Caruru resistente a herbicidas: opções para compor o manejo integrado

Por Fabiane Pinto Lamego, da Embrapa Pecuária Sul, e Marlon Ouriques Bastiani, da Três Tentos Agroindustrial

10.07.2024 | 16:22 (UTC -3)

Amaranthus hybridus, planta daninha conhecida popularmente como caruru, tem sido uma das maiores preocupações para produtores de soja do Sul do Brasil. Desde 2018, quando se confirmou a resistência ao herbicida glifosato em lavouras no Rio Grande do Sul (RS), tem-se observado incremento gradual na infestação das áreas, safra após safra. A resistência também pode se estender aos herbicidas inibidores da ALS como chlorimuron, diclosulam, imazethapyr, dentre outros, reduzindo as opções de manejo.

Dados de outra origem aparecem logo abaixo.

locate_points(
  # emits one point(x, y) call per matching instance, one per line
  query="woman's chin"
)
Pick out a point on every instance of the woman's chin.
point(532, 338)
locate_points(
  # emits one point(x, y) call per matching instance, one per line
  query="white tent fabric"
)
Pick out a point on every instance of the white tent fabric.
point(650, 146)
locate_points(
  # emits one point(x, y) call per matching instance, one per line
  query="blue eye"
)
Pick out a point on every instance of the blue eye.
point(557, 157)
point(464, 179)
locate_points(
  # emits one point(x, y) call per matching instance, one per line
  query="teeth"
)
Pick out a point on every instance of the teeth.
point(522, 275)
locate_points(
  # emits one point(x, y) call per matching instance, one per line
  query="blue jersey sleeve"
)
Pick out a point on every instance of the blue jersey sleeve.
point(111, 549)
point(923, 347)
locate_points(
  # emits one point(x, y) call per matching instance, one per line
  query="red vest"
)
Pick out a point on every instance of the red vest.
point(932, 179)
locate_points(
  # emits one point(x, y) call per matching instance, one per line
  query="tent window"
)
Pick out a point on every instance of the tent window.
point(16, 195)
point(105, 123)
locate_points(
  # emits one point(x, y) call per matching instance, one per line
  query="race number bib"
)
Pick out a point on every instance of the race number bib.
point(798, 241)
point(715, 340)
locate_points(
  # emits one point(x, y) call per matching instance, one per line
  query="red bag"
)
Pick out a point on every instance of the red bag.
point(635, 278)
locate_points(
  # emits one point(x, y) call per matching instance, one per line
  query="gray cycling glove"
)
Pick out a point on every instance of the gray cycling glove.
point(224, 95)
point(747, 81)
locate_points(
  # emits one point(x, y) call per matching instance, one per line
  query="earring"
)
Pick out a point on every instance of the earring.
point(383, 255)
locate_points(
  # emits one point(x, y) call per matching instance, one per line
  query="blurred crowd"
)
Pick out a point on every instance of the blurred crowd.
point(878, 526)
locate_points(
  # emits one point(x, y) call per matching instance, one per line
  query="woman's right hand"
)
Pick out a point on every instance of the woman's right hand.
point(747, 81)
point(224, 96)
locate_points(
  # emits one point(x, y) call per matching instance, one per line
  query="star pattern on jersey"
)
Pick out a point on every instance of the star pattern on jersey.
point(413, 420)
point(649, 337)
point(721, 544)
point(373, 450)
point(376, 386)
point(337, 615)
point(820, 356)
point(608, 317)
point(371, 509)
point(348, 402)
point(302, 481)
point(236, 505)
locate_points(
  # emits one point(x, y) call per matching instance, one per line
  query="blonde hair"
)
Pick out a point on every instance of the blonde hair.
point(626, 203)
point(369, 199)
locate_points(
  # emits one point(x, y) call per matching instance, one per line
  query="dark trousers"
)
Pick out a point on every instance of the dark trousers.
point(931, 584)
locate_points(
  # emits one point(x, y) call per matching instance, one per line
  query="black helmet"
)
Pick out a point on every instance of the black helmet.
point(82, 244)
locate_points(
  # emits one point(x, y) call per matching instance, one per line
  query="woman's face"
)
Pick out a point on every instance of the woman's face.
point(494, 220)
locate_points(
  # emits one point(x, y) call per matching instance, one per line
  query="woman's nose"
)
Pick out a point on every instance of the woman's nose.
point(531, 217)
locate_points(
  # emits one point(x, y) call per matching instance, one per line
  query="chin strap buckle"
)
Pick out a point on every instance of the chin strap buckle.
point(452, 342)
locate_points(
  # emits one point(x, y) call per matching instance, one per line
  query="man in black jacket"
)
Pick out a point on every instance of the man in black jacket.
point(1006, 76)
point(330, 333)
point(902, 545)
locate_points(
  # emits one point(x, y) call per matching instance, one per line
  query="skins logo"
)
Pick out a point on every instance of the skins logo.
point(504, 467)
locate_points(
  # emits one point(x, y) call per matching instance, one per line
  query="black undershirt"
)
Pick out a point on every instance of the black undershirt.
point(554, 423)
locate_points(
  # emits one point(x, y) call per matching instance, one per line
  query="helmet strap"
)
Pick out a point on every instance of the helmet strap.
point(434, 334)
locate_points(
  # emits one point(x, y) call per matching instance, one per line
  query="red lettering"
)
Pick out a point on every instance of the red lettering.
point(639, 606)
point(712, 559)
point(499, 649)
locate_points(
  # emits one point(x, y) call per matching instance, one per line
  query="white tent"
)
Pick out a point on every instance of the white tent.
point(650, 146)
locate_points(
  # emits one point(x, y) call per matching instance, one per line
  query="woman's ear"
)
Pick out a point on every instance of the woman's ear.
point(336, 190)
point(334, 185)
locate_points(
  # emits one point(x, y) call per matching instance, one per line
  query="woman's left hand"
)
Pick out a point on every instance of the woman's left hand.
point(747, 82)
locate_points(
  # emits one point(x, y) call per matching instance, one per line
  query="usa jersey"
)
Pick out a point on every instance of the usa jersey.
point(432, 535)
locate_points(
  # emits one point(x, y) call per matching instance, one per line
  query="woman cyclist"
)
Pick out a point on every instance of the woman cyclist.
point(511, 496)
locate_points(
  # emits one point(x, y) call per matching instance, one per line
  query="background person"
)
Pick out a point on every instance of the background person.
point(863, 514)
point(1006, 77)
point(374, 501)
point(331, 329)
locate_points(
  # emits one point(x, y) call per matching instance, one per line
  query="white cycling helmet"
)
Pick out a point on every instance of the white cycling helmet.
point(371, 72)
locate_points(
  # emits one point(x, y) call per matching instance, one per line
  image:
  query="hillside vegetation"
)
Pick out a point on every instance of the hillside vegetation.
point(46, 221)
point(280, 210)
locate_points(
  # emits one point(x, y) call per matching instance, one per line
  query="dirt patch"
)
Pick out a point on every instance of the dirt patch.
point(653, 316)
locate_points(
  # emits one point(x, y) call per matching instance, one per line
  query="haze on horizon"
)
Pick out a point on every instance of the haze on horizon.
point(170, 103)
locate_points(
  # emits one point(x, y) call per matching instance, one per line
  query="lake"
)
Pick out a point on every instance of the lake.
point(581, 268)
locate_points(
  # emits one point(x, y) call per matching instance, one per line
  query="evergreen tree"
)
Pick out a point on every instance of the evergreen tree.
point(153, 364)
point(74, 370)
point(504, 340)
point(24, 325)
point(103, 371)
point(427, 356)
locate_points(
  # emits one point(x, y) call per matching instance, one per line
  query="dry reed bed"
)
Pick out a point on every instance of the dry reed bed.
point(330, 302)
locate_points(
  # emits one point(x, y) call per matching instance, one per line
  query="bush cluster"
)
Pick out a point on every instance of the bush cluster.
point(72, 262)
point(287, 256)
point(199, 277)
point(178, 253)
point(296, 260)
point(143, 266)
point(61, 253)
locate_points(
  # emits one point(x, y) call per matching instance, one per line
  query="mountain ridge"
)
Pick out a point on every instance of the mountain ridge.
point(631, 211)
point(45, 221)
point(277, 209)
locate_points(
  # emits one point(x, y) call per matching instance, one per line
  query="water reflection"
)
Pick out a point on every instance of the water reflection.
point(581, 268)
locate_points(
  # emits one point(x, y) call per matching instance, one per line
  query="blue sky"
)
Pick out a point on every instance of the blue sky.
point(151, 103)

Com uma fisiologia que garante rápido crescimento, associada a fluxos de emergência, plantas de caruru que escapem ao controle na dessecação ou venham a emergir antes da soja, irão ter grande vantagem. Nas condições da metade Sul do RS, tem-se observado maior emergência de plântulas a partir do mês de novembro, quando as temperaturas tendem a se elevar após o período de inverno. Estudo analisando o dano econômico desta planta daninha na soja no RS, indicou perdas de produtividade da ordem de 4 a 8% por hectare (Zandona et al., 2022). 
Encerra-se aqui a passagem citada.